I have a dataframe with duplicate values in what I want to be a unique identifier column. The other columns of the dataframe contain data that I want to preserve by creating new "duplicate" columns. For example, given the following dataframe:
sample_df <- data.frame(
id = c(1, 1, 1, 2, 2, 3, 3, 3, 3),
test = c("A", "B", "C", "A", "B", "A", "B", "C", "D"),
result = c(93, 88, 89, 73, 89, 71, 73, 73, 75)
)
sample_df
# id test result
# 1 1 A 93
# 2 1 B 88
# 3 1 C 89
# 4 2 A 73
# 5 2 B 89
# 6 3 A 71
# 7 3 B 73
# 8 3 C 73
# 9 3 D 75
Is there a way to pivot this by adding new iterations of the non-id columns? I’m thinking of something like this:
# id test1 result1 test2 result2 test3 result3 test4 result4
# 1 1 A 93 B 88 C 89 <NA> NA
# 2 2 A 73 B 89 <NA> NA <NA> NA
# 3 3 A 71 B 73 C 73 D 75
Where the maximum number of duplicates in the id column determines how many new iterations of the non-id columns are joined to the dataframe.

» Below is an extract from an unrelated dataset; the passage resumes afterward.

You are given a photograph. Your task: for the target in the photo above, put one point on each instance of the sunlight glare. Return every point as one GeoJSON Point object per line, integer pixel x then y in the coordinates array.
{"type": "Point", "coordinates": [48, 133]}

I’ve tried doing this with tidyr::pivot_wider() but with this function I’ve only been able to generate output columns based on the values of the columns (for example, returning A, B, C, and D as the output columns rather than test1, result1, test2, result2, etc.). I may also just be lacking the proper terminology to find other sources for answers.
>Solution :
You could create an "observation number" column within each id and pass it to names_from in pivot_wider():
library(dplyr) # >= 1.1.0
library(tidyr)
sample_df %>%
mutate(obs = row_number(), .by = id) %>%
pivot_wider(
values_from = test:result,
names_from = obs,
names_sep = "",
names_vary = "slowest"
)
# A tibble: 3 × 9
id test1 result1 test2 result2 test3 result3 test4 result4
<dbl> <chr> <dbl> <chr> <dbl> <chr> <dbl> <chr> <dbl>
1 1 A 93 B 88 C 89 <NA> NA
2 2 A 73 B 89 <NA> NA <NA> NA
3 3 A 71 B 73 C 73 D 75